Scenario: Mobile application that calls web APIs
Learn how to build a mobile app that calls web APIs.
Before reading this article, you should be familiar with the following concepts:
- Microsoft identity platform overview
- Authentication basics
- Application and service principals
- Permissions and consent
- ID tokens and access tokens
Create your first mobile application and try out a quickstart.
A personalized, seamless user experience is essential for mobile apps. Microsoft identity platform enables mobile developers to create that experience for iOS and Android users. Your application can sign in Azure Active Directory (Azure AD) users, personal Microsoft account users, and Azure AD B2C users and acquire tokens to call a web API on their behalf. To implement these flows, we'll use Microsoft Authentication Library (MSAL), which implements the industry standard OAuth2.0 authorization code flow.
Considerations for mobile apps:
- User experience is key: Allow users to see the value of your app before asking for sign-in, and request only the required permissions.

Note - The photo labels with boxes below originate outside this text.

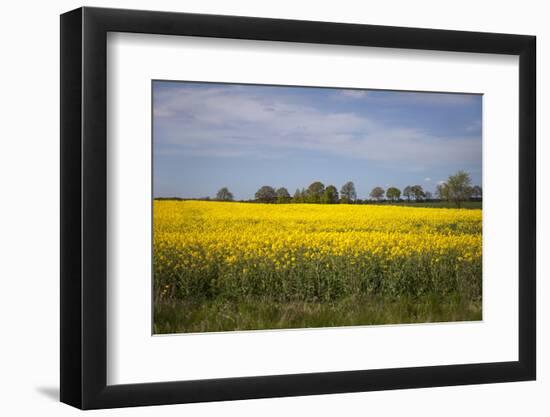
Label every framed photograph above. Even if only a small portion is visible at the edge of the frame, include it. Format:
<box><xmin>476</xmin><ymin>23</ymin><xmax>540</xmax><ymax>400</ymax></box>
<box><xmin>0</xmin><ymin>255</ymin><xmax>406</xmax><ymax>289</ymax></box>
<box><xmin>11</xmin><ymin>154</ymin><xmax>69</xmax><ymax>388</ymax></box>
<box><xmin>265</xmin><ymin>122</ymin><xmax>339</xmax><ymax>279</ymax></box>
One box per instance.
<box><xmin>61</xmin><ymin>7</ymin><xmax>536</xmax><ymax>409</ymax></box>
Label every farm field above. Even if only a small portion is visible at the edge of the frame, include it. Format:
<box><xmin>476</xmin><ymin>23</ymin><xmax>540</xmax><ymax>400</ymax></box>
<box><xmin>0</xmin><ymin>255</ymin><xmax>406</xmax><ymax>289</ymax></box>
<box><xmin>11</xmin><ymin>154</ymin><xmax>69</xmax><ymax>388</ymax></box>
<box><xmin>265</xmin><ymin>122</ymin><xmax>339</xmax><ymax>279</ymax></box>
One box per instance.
<box><xmin>153</xmin><ymin>200</ymin><xmax>482</xmax><ymax>334</ymax></box>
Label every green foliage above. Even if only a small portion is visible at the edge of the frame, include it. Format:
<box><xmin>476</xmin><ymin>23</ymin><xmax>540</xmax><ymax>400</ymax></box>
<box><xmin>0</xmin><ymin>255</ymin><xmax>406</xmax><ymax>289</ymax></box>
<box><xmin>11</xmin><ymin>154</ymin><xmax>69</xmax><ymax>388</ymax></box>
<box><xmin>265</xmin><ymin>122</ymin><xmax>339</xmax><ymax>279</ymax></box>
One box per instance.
<box><xmin>445</xmin><ymin>170</ymin><xmax>473</xmax><ymax>208</ymax></box>
<box><xmin>370</xmin><ymin>187</ymin><xmax>384</xmax><ymax>201</ymax></box>
<box><xmin>255</xmin><ymin>185</ymin><xmax>277</xmax><ymax>203</ymax></box>
<box><xmin>216</xmin><ymin>187</ymin><xmax>233</xmax><ymax>201</ymax></box>
<box><xmin>321</xmin><ymin>185</ymin><xmax>339</xmax><ymax>204</ymax></box>
<box><xmin>386</xmin><ymin>187</ymin><xmax>401</xmax><ymax>201</ymax></box>
<box><xmin>411</xmin><ymin>185</ymin><xmax>426</xmax><ymax>201</ymax></box>
<box><xmin>153</xmin><ymin>296</ymin><xmax>482</xmax><ymax>334</ymax></box>
<box><xmin>340</xmin><ymin>181</ymin><xmax>357</xmax><ymax>204</ymax></box>
<box><xmin>306</xmin><ymin>181</ymin><xmax>325</xmax><ymax>203</ymax></box>
<box><xmin>403</xmin><ymin>185</ymin><xmax>413</xmax><ymax>201</ymax></box>
<box><xmin>276</xmin><ymin>187</ymin><xmax>290</xmax><ymax>204</ymax></box>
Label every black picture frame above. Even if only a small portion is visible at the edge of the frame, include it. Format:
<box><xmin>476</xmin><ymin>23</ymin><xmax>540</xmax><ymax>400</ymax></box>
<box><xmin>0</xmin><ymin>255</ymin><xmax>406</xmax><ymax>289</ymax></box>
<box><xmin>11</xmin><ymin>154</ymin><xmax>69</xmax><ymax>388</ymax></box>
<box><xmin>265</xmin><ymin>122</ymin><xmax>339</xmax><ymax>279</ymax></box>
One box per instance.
<box><xmin>60</xmin><ymin>7</ymin><xmax>536</xmax><ymax>409</ymax></box>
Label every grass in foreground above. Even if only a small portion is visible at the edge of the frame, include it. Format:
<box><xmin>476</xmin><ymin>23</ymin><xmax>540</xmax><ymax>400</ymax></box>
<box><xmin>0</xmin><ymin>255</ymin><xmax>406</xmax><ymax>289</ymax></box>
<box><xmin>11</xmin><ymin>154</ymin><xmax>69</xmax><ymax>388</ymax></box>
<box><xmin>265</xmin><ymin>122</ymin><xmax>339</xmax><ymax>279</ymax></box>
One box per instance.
<box><xmin>153</xmin><ymin>201</ymin><xmax>482</xmax><ymax>333</ymax></box>
<box><xmin>153</xmin><ymin>297</ymin><xmax>482</xmax><ymax>334</ymax></box>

- Support all user configurations: Many mobile business users are under Conditional Access and device compliance policies. Be sure to support these key scenarios.
- Implement single sign-on (SSO): MSAL and Microsoft identity platform make enabling single sign-on simple through the device's browser or the Microsoft Authenticator (and Intune Company Portal on Android).
Keep these considerations in mind when you build a mobile app on Microsoft identity platform:
- Depending on the platform, some user interaction might be required the first time users sign in. For example, iOS requires apps to show user interaction when using SSO the first time through Microsoft Authenticator (and Intune Company Portal on Android).
- On iOS and Android, MSAL might use an external browser (which might appear on top of your app) to sign in users. You can customize the configuration to use in-app WebViews instead.
- Never use a secret in a mobile application. It will be accessible to all users.